Nous tenons à faire savoir au Général Mahamat Ali Abdallah Nassour que le Député Fédéraliste Ngarlejy Yorongar a, dès le départ, refusé d’assumer le poste de Président du CNDP pour avoir la liberté de parole et d’action au sein du CNDP. II peut se renseigner auprès de ses collègues de l’opposition ou de la société civile pour avoir la véracité de notre propos.
Par ailleurs, nous rappelons à l’attention du facilitateur, M. Alingué Jean Bawoyeu que l’article 15 du Règlement Intérieur dispose que «Les facilitateurs et le Médiateur de la République aident au rapprochement des vues lors des réunions de  CNDP et jouent le rôle des conseillers auprès du Bureau de la Coordination et de l’Assemblée Générale». Mais, M. Alingué Jean Bawoyeu a outrepassé ses prérogatives de facilitateur et de conseiller pour présider illégalement le CNDP depuis plus de deux mois et pour prendre des décisions notamment les rendez-vous intempestifs avec le Premier Ministre sans l’accord préalable de la plénière. Il faut que le CNDP mette fin à cette anarchie.
Le fond de toutes ces agitations est le fait que la société civile sort de sa poche un candidat qui fait l’unanimité de membres du CNDP y compris celui du MPS. Autrement dit, pourquoi l’Etat qui a les grands moyens d’investigations n’a-t-il pas ordonné des enquêtes sur les candidats aux sièges de la CENI avant la signature du décret présidentiel portant nomination des membres de la CENI et sa publication ?
D’après le Général Mahamat Ali Abdallah Nassour, son parti, le MPS, n’a pas la main mise sur ce dernier. Tous ces manèges du Général Mahamat Ali Abdallah Nassour tendent à avoir une CENI et l’opérateur de la carte biométrique à sa solde. Aussi, le profit personnel à tirer de l’argent généré pour le financement des élections n’est pas également étranger non plus à ces agitations et acharnements.

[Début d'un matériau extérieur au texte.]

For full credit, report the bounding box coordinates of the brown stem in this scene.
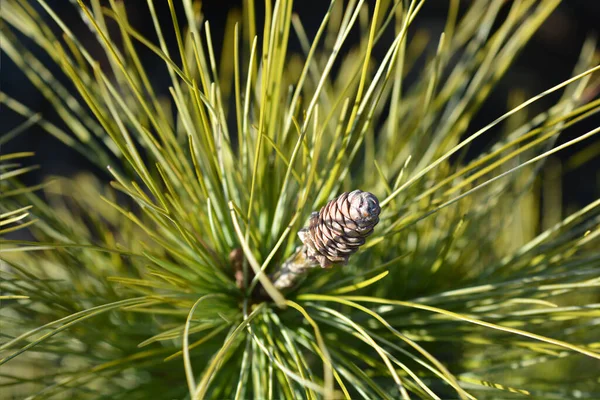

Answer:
[270,246,319,290]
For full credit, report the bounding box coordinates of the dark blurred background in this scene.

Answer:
[0,0,600,212]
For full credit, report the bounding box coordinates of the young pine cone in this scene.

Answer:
[298,190,381,268]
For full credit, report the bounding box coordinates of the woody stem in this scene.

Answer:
[270,245,319,290]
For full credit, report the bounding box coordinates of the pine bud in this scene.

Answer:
[298,190,381,268]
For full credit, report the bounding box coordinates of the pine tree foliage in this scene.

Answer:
[0,0,600,399]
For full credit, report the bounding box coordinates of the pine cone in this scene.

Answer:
[298,190,381,268]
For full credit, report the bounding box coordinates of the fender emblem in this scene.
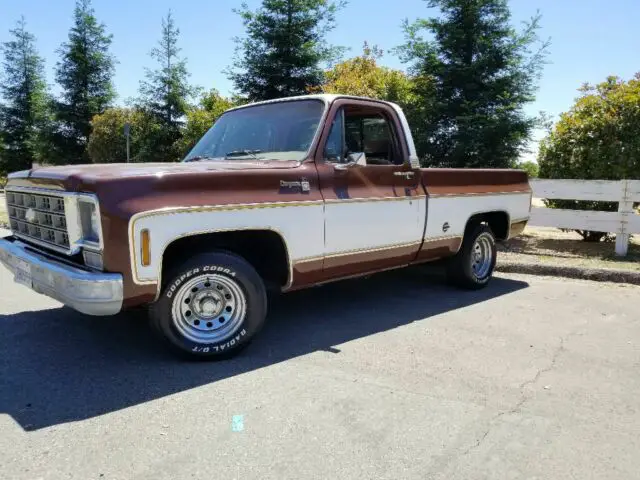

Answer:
[280,178,311,192]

N’a-t-on pas tenté de corrompre ce Président de la CENI qui est décrié aujourd’hui ? Ne lui a-t-on pas proposé d’être acquis au MPS en échange des soutiens quelles que soient les infractions qu’il aurait commises par le passé ? Ne lui a-t-on pas exigé d’ignorer ou plus exactement d’abandonner le promoteur de la carte biométrique dénommée «ZERO FRAUDES» qu’il a contacté et qui a fait ses preuves dans nombre de pays dans le monde ? Ne lui a-t-on pas demandé de s’engager par écrit à faire gagner certains membres du MPS aux prochaines élections et à accorder les marchés aux membres de ce parti etc. ?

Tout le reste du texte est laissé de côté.